Indeed, the sense I had from the startling opening cut ‘Back Of The House’ is one of intense friction, as of men rubbing sticks together to make fire, then rubbing bodies together, and finally causing a conflagration that’s about the set the entire world ablaze. A dense carpet of gibbering sax-work for 14:14 mins against a somewhat alarming drone-clanking-metallo grate from Chantler’s box of horrors. Comes close to the vast scapes of noise proposed by Ulrich Krieger, although he gets there by feedback methods, and this one is all frantic gestural performance. Unexpectedly, the next cut – ‘Open Field & Forest’ – gives us a breathing space to reclaim our hats, and issues 5 mins of a balming drone which might be creeping out from Chantler’s organ. But what are those hideous barks and scrapes at the tail end of this piece?

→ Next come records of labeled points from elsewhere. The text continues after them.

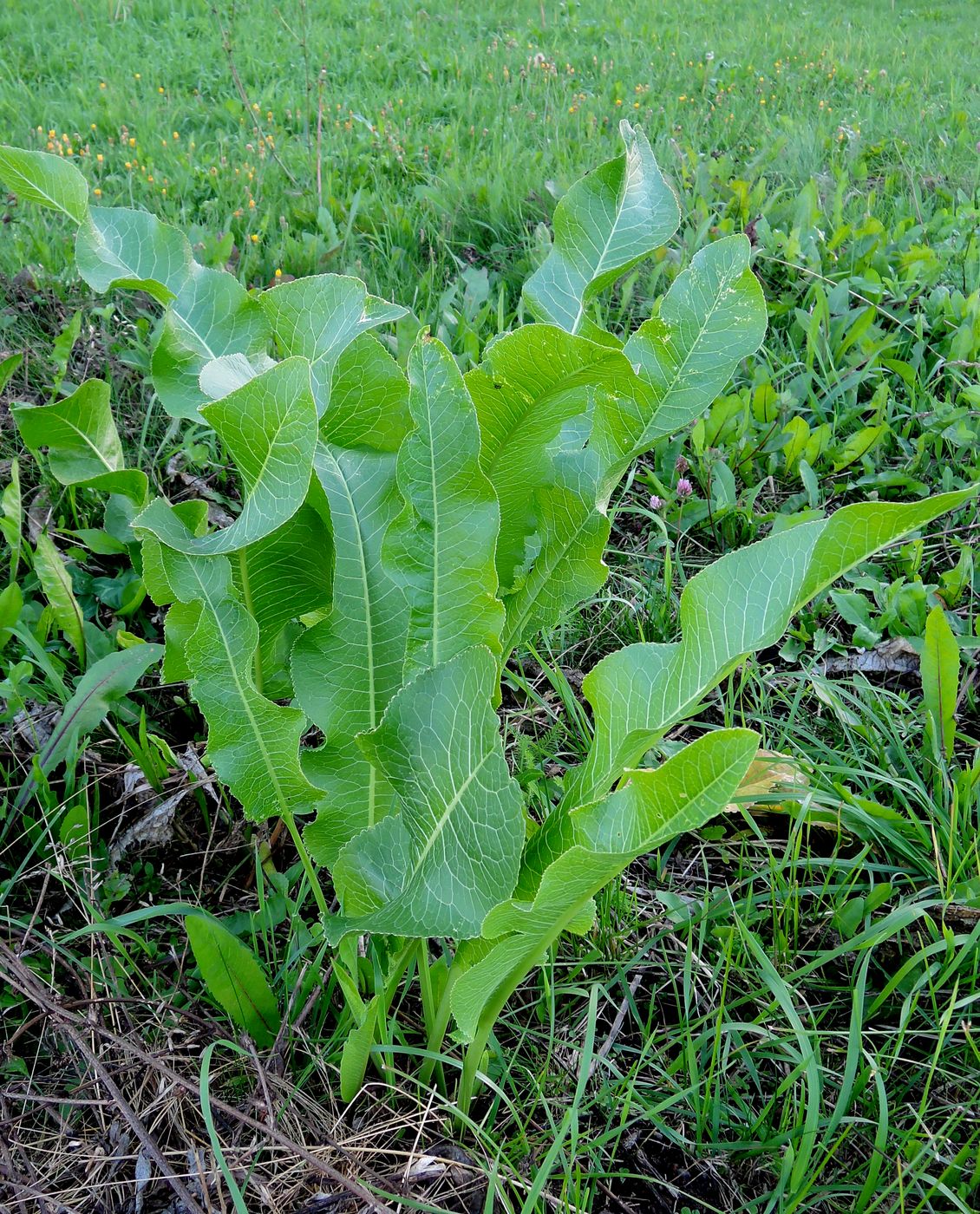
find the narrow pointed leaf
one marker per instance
(252, 743)
(270, 428)
(233, 976)
(441, 548)
(452, 852)
(11, 518)
(319, 317)
(940, 679)
(713, 316)
(610, 220)
(569, 567)
(346, 668)
(102, 686)
(82, 440)
(652, 809)
(45, 179)
(739, 604)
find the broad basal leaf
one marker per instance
(441, 546)
(270, 428)
(346, 668)
(212, 317)
(288, 573)
(451, 853)
(319, 317)
(368, 402)
(713, 316)
(528, 386)
(56, 584)
(45, 179)
(607, 221)
(252, 743)
(569, 566)
(651, 809)
(940, 679)
(736, 606)
(82, 440)
(118, 246)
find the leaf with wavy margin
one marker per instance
(212, 317)
(441, 548)
(319, 317)
(650, 810)
(610, 219)
(348, 667)
(45, 179)
(451, 855)
(270, 428)
(530, 385)
(252, 743)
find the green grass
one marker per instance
(780, 1011)
(447, 130)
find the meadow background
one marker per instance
(798, 982)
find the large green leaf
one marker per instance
(118, 246)
(82, 440)
(528, 386)
(45, 179)
(252, 743)
(736, 606)
(234, 977)
(103, 685)
(451, 855)
(270, 428)
(346, 668)
(610, 220)
(319, 317)
(441, 548)
(368, 402)
(212, 317)
(654, 807)
(713, 316)
(569, 567)
(288, 573)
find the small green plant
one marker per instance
(402, 532)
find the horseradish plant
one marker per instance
(401, 536)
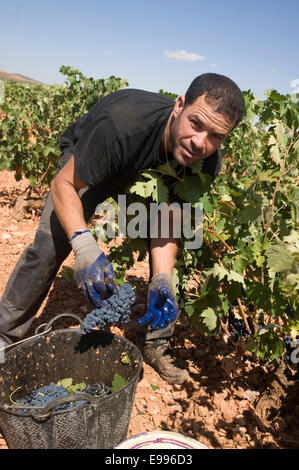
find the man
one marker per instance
(125, 132)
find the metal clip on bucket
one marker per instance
(47, 329)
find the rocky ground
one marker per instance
(219, 406)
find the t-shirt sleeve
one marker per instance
(97, 153)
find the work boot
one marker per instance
(157, 353)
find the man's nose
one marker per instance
(199, 141)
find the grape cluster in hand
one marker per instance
(112, 310)
(43, 396)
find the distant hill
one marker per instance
(18, 78)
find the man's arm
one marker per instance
(66, 201)
(164, 253)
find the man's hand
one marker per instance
(93, 271)
(162, 307)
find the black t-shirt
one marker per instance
(120, 136)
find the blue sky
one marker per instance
(154, 44)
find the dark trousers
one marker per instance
(38, 265)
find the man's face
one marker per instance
(196, 131)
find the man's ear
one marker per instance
(179, 105)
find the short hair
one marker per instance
(220, 92)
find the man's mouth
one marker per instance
(190, 155)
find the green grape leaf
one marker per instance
(274, 150)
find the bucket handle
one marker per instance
(48, 328)
(47, 410)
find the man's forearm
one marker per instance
(66, 201)
(164, 253)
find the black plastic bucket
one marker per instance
(101, 423)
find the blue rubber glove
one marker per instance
(162, 307)
(93, 271)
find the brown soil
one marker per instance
(228, 401)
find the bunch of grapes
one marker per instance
(43, 396)
(114, 309)
(290, 348)
(237, 327)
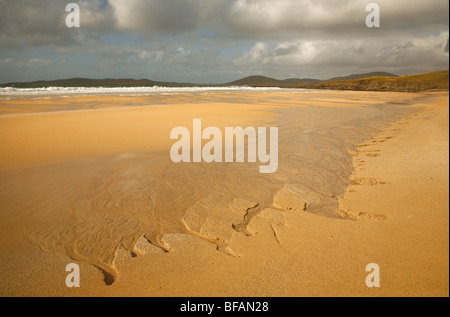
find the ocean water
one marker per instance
(88, 209)
(57, 91)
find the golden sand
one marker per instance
(363, 178)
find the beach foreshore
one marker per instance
(362, 178)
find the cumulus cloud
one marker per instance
(225, 39)
(35, 23)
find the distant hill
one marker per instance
(359, 76)
(376, 81)
(261, 81)
(428, 81)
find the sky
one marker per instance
(218, 41)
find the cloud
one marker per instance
(31, 63)
(220, 40)
(36, 23)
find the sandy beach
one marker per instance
(363, 177)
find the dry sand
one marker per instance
(363, 178)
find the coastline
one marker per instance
(294, 253)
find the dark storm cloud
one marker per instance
(219, 40)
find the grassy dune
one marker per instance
(428, 81)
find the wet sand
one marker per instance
(362, 178)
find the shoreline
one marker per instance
(306, 254)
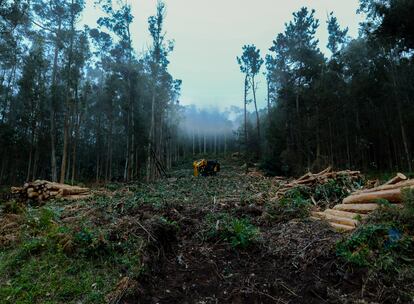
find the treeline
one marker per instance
(352, 110)
(79, 102)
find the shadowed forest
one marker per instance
(98, 199)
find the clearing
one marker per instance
(182, 240)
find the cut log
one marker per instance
(402, 184)
(357, 208)
(336, 219)
(351, 215)
(392, 195)
(341, 227)
(398, 178)
(77, 197)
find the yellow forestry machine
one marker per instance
(206, 167)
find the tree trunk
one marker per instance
(52, 109)
(257, 112)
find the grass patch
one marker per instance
(240, 233)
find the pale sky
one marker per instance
(210, 34)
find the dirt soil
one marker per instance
(292, 262)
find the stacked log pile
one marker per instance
(42, 190)
(346, 216)
(312, 180)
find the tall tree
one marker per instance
(250, 63)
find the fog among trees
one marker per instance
(79, 103)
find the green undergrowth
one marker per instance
(55, 262)
(239, 232)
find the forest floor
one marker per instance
(182, 240)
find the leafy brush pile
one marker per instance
(295, 204)
(325, 189)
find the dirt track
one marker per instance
(292, 262)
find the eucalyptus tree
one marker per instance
(118, 20)
(250, 64)
(158, 62)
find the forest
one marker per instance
(353, 109)
(115, 187)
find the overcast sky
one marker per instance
(210, 34)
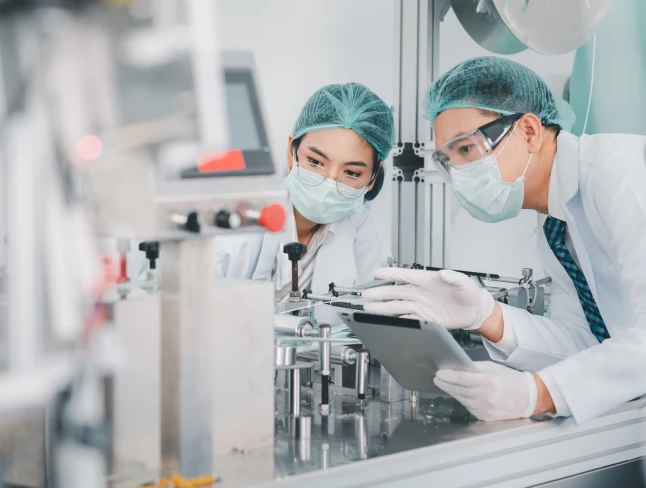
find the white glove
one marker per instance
(496, 393)
(446, 297)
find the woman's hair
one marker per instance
(377, 171)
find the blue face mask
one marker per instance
(479, 188)
(321, 203)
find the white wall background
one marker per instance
(301, 45)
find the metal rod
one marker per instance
(343, 357)
(487, 276)
(295, 276)
(346, 291)
(316, 339)
(502, 294)
(319, 298)
(324, 360)
(295, 392)
(361, 380)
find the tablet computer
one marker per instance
(411, 350)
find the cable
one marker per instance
(594, 58)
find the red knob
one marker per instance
(272, 218)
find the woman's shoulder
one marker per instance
(365, 216)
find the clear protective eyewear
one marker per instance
(472, 146)
(347, 185)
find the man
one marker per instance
(502, 142)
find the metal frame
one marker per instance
(421, 203)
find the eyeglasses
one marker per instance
(347, 185)
(472, 146)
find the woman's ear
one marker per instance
(532, 128)
(290, 154)
(374, 180)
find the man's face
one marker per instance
(455, 122)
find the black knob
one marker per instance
(294, 250)
(193, 222)
(228, 220)
(151, 248)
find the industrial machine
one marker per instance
(132, 125)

The promise of relief is soon traduced by the appearance of this growly monster, and everything else goes quiet.
At this point I’m beginning to sense something about the house in Andersabo where they recorded this (it might be a nice photo of same inside the gatefold cover) and though there’s very little factual information on offer, there might be field recordings involved and attempts made to integrate the music with this specific environment, or vice versa…where walls and objects can become players in some hideous dance…I’m now at final track ‘Under Barn Floor’ which again may feel like a nice place to be, but can’t shake off sinister caste to the chillingly-beautiful and very “present” drones and blows now seeping around us like so much liquid hydrogen. Has a rather stark clarity and doesn’t necessarily allow the listener to slip into a state of dreamlike blissington. Apparently on this long cut – takes up all of side two, if you get it on vinyl – insects appear at some point, along with other incidents disturbing the flow of the music.
While I am tending to read this excellent record as a statement with somewhat foreboding undertones, in fact it might be the document of a very centred moment shared by these two humans, dovetailing their existence into their surroundings through music, achieving a strong sense of “there-ness”. Very good. Vinyl and CD editions available. From 31 January 2020.